あの力は茉莉が倒した魔王のほんの一部に過ぎない。爪の垢程度……と言うと流石に過小評価になるが、今から茉莉が駆けつければ然したる被害も出さずに葬ることだってできるだろう。
ベルンハードが素直に行かせてくれたら、の話になるが。
「魔王の魔力には負の想念が詰まっています。殺せ殺せ殺せ。壊せ壊せ壊せ。己の意志で力を制御しなければ、常にそのような呪詛めいた言葉を脳内に聞かされ続けることになります。カラザキ様はその声が聞こえなくなるほど壊れてしまったようでしたがねぇ」
「それとあの状態になんの関係があるって言うの?」
「負の想念――つまり、魔力には意思が宿っているのですよ。魔王の残留思念とも言うべき強い意思が。カラザキ様がお亡くなりになられたことで、その意思が肉体を乗っ取ったのでしょう。実験でも、マウスが死亡と同時に豹変するケースは何度かありましてね」
ベルンハードはこれを見越していた。たとえこうならなくとも、この襲撃自体が実験の一環であるためデータのサンプリングを行っている彼には有意義な結果だろう。
ならば、これ以上魔族に余計なデータを集めさせるわけにはいかない。
だが――
「さて、勇者マツリ。あなたが私の下へ来たことは好都合でした。私ではまだあなたに勝てませんが、しばらく身動きを封じることくらいなら可能なので」
「――ッ!?」
視界が急に真っ暗になった。右も左も上も下もわからない虚無の空間。自分の体だけが不思議と明るく見える。
異空間に飛ばされたわけではない。これは幻惑魔法だ。ベルンハード自身、それを得意とすると言っていた。

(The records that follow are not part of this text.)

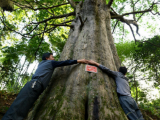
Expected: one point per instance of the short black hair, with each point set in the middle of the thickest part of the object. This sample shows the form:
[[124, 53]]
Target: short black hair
[[46, 55], [123, 70]]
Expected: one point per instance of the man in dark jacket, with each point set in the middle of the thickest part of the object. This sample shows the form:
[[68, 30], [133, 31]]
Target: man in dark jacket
[[128, 104], [31, 91]]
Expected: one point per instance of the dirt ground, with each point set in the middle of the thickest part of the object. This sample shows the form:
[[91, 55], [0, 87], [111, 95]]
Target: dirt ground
[[6, 99]]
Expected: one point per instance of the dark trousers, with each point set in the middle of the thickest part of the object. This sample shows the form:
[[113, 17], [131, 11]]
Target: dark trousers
[[130, 108], [24, 101]]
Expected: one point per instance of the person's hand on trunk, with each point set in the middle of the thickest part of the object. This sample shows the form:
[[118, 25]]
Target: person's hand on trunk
[[93, 63]]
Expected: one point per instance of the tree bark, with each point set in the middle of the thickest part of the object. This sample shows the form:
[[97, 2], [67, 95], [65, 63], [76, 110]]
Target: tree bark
[[74, 94]]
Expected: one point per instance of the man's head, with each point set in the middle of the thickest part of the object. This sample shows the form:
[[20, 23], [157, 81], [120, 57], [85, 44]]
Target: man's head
[[47, 56], [123, 70]]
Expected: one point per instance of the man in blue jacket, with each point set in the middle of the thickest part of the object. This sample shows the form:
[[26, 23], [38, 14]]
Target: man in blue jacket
[[31, 91], [128, 104]]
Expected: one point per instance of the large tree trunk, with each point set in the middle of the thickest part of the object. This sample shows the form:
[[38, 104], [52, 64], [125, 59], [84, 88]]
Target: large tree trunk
[[73, 93]]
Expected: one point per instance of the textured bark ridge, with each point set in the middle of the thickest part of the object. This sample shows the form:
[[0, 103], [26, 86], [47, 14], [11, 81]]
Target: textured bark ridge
[[73, 93]]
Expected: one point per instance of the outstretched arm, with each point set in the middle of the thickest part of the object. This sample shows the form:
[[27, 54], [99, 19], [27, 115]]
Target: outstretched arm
[[103, 68], [67, 62]]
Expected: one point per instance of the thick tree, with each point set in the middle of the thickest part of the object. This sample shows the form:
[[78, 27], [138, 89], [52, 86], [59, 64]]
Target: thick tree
[[73, 93]]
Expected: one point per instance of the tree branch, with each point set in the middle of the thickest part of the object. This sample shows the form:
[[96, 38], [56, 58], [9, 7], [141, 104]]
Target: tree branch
[[73, 4], [54, 17]]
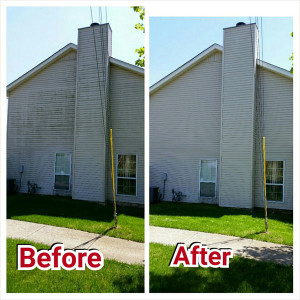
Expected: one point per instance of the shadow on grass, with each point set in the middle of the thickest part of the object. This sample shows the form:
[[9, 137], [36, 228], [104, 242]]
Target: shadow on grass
[[213, 211], [243, 276], [88, 244], [133, 284], [57, 206]]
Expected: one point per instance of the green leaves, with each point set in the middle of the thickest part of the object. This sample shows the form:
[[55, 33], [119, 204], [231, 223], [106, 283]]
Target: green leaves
[[139, 26], [141, 10], [140, 62]]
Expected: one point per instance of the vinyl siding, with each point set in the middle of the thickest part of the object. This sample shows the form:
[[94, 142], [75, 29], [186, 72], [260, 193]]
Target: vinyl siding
[[41, 123], [278, 130], [185, 128], [127, 122], [89, 148], [238, 116]]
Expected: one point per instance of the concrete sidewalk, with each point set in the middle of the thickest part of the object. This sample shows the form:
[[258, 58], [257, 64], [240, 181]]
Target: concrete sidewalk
[[112, 248], [247, 248]]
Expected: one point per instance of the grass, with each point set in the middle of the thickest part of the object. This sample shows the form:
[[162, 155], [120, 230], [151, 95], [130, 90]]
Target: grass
[[242, 276], [229, 221], [114, 277], [76, 214]]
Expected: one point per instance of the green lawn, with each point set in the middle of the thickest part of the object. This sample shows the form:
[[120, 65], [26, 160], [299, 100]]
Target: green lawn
[[114, 277], [76, 214], [229, 221], [242, 276]]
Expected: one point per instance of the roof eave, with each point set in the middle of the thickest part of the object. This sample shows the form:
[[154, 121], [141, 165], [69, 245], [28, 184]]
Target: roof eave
[[201, 56], [126, 66], [40, 67], [274, 69]]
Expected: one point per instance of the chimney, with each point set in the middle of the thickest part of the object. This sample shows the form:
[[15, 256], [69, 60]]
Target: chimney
[[240, 50], [93, 52]]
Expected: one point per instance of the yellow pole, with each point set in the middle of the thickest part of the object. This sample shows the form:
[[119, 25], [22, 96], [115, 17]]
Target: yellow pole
[[113, 178], [265, 186]]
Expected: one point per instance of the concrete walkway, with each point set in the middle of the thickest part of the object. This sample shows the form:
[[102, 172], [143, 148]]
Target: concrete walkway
[[112, 248], [247, 248]]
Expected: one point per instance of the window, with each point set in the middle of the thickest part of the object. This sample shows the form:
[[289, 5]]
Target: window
[[62, 171], [275, 180], [126, 175], [208, 178]]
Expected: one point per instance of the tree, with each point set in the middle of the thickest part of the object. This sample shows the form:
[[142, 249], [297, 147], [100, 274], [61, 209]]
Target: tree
[[140, 26], [292, 57]]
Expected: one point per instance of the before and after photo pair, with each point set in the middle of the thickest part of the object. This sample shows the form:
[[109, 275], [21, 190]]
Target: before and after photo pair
[[149, 151]]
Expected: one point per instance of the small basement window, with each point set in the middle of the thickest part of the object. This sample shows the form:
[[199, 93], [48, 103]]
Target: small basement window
[[62, 171], [127, 175], [275, 180], [208, 178]]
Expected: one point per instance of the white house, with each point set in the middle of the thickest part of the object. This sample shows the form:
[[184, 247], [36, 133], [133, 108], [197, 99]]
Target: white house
[[59, 116], [207, 120]]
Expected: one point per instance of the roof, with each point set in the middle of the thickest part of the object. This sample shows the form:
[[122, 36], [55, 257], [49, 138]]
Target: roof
[[57, 55], [203, 55]]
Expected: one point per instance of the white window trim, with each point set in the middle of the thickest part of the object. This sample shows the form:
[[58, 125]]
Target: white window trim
[[136, 176], [283, 185], [63, 152], [215, 182]]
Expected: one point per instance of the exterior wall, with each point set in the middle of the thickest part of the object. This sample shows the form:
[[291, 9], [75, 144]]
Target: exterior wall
[[89, 147], [239, 64], [41, 123], [185, 128], [127, 123], [278, 130]]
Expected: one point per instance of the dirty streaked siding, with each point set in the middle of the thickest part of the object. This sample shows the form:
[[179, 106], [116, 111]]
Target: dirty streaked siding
[[278, 130], [239, 62], [89, 143], [127, 121], [41, 122], [185, 128]]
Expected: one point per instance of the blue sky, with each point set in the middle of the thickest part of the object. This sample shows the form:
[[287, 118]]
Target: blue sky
[[175, 40], [35, 33]]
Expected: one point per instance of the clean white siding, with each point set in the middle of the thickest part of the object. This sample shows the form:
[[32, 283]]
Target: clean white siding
[[127, 120], [41, 122], [185, 128], [238, 116], [89, 148], [278, 130]]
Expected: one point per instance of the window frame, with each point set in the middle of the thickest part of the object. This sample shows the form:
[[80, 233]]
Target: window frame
[[215, 182], [283, 181], [136, 175], [63, 152]]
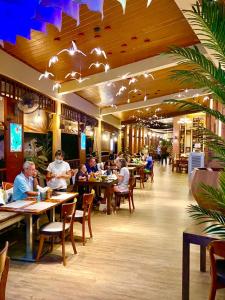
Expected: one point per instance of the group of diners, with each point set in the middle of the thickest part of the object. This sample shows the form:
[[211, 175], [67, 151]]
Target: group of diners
[[59, 173]]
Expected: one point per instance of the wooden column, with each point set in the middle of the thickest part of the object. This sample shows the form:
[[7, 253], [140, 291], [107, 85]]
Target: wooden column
[[119, 141], [98, 140], [139, 139], [13, 160], [135, 133], [56, 131], [130, 139]]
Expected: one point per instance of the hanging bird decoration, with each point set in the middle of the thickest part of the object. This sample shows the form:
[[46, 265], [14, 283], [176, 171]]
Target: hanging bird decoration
[[56, 86], [54, 59], [80, 80], [99, 52], [97, 65], [72, 74], [45, 75], [72, 51], [132, 80]]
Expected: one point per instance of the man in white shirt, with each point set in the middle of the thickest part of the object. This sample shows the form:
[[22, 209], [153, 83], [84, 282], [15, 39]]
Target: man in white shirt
[[58, 173]]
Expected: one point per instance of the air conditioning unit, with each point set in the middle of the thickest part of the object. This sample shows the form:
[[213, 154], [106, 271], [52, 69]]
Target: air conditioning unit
[[195, 160]]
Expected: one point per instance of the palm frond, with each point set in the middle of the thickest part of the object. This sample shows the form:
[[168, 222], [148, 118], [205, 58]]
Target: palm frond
[[203, 215]]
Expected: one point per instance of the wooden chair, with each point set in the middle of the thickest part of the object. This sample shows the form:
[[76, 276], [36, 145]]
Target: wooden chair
[[84, 215], [6, 185], [54, 229], [127, 195], [217, 267], [141, 177], [4, 268]]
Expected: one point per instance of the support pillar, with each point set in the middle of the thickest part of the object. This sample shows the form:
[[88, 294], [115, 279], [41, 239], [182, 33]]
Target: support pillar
[[98, 140], [56, 131]]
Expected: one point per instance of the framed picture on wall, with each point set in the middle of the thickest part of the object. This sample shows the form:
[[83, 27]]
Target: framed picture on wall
[[16, 137]]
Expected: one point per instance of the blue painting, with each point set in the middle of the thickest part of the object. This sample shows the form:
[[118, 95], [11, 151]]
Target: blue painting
[[83, 141], [16, 137]]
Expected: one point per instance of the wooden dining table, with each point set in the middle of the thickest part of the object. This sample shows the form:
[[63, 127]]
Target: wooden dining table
[[30, 208], [107, 184]]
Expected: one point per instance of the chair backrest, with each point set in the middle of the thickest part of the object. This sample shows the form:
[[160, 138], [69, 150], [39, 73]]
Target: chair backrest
[[215, 248], [6, 185], [3, 255], [87, 203], [68, 213]]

「幻だとわかっていても、振り払うことはそう容易くないですよ?」
どこからかベルンハードの声が響く。途端、茉莉の周囲を取り囲むように巨大な大蛇の群れが出現した。
大蛇の一体の頭に、ベルンハードが嫌らしい笑みを浮かべて立っている。
「くくく。あなたなしで、彼らはこの危機を乗り越えられますかねぇ?」
あれは幻か? 本体か?
幻だろう。
本物は……後ろ。茉莉の背後から手刀を振り下ろしている気配に向けて聖剣を振るう。すると舌打ちが聞こえ、気配がすっと遠ざかった。五感を狂わせるタイプの幻術には勘で挑む。なんなら目は閉じていた方がいいかもしれない。
「この危機を乗り越えられるか、ですって?。馬鹿ね。ここをどこだと思っているの? 勇者のために、魔族と戦うために創られた学園よ」
茉莉は神経を研ぎ澄ませながら、凛然とした態度で近くにいるだろうベルンハードへと言い放つ。